Cut Bones and The Acheulean Handaxe
Cut Bones and The Acheulean Handaxe
Published on August 17th, 2010 @ 01:41:57 pm , using 393 words, 471 views
I recently read a 2009 paper titled Cooperative hunting and meat sharing 400-200 kya at Qesem Cave, Israel.1 For me the title was a little misleading because the paper primarily reported on the cut marks on 38 shattered long bones fragments from the Lower Paleolithic in Qesem Cave. Of great interest to me was the finding the authors called cut-mark “disorder.” Basically, the authors were saying the cut marks from the Lower were not as parallel to each other as the ones on the Middle and Upper Paleolithic bone fragments. The authors write:
| “Cut-mark orientations in the Qesem faunas are indeed more chaotic than in later periods. The diverse cut-mark orientation at Qesem suggest that butchering postures, or the ways of holding a body part while cutting away the meat, may have been more varied as well. The cut-mark patterns on the Middle and Upper Paleolithic samples exhibit great regularity, with more consistent orientation of cut marks over small area of bone.” |
So besides both occurring in the Lower Paleolithic, what is the connection between this cut-mark “disorder” and handaxes? To answer this question I point the reader to The Acheulean Handaxe paper I wrote in 2006. In this paper I proposed the handaxe was a large flake core, the by-product of flake extraction, and not a desired end-product.
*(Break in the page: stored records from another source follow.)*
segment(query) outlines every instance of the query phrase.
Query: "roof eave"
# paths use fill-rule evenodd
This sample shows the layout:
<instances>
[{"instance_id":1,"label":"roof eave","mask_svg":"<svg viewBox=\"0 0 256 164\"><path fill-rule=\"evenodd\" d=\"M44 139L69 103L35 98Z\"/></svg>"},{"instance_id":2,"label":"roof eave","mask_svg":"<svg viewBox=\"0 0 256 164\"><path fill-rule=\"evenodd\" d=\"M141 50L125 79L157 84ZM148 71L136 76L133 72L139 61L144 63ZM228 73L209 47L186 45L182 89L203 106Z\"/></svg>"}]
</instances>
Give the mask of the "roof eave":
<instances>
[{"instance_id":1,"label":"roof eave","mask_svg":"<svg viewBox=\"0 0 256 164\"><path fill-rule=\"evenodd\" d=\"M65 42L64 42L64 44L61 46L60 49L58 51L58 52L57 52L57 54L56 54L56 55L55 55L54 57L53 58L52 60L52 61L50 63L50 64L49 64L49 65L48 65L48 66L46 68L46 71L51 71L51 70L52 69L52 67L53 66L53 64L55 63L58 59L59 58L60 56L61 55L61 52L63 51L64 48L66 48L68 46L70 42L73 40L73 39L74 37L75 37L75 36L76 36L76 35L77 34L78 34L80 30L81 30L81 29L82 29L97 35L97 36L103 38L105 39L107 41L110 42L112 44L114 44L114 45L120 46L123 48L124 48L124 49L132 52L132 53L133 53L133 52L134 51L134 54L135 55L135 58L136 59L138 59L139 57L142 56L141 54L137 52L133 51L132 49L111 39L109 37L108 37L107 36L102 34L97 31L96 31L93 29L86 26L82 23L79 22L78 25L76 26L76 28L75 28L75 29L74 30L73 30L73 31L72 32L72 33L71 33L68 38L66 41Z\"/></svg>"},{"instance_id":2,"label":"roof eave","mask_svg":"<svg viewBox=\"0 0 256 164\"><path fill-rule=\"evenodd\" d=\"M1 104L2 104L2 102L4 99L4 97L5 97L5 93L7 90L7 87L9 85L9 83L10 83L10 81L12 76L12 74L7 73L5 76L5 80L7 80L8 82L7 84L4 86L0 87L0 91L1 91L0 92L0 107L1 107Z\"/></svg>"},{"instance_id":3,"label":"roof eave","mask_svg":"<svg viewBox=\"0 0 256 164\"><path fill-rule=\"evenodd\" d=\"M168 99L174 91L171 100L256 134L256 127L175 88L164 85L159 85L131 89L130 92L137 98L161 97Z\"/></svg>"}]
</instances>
Additionally, because of its width-thickness ratio and large size, I wrote:
| “Homo erectus did not select small cores from which to extract flakes (make handaxes). I propose he chose large cores because he did not have the manual dexterity to externally support them and, therefore, he had to rely on the inertial support.” |
I know that most anthropologist believe the large handaxe is a cultural phenomenon and would see no relationship between it and this cut-mark “disorder.” That said, to me they represent the same thing, the lack of the manual dexterity that we modern humans have. Manual dexterity means not only thumb and fingers, but also eye and brain involvement.
1 – Stiner, Mary C., Ran Barkai, and Avi Gopher. 2009. Cooperative hunting and meat sharing 400—200 kya at Qesem Cave, Israel. PNAS 106(32) 13207-13212.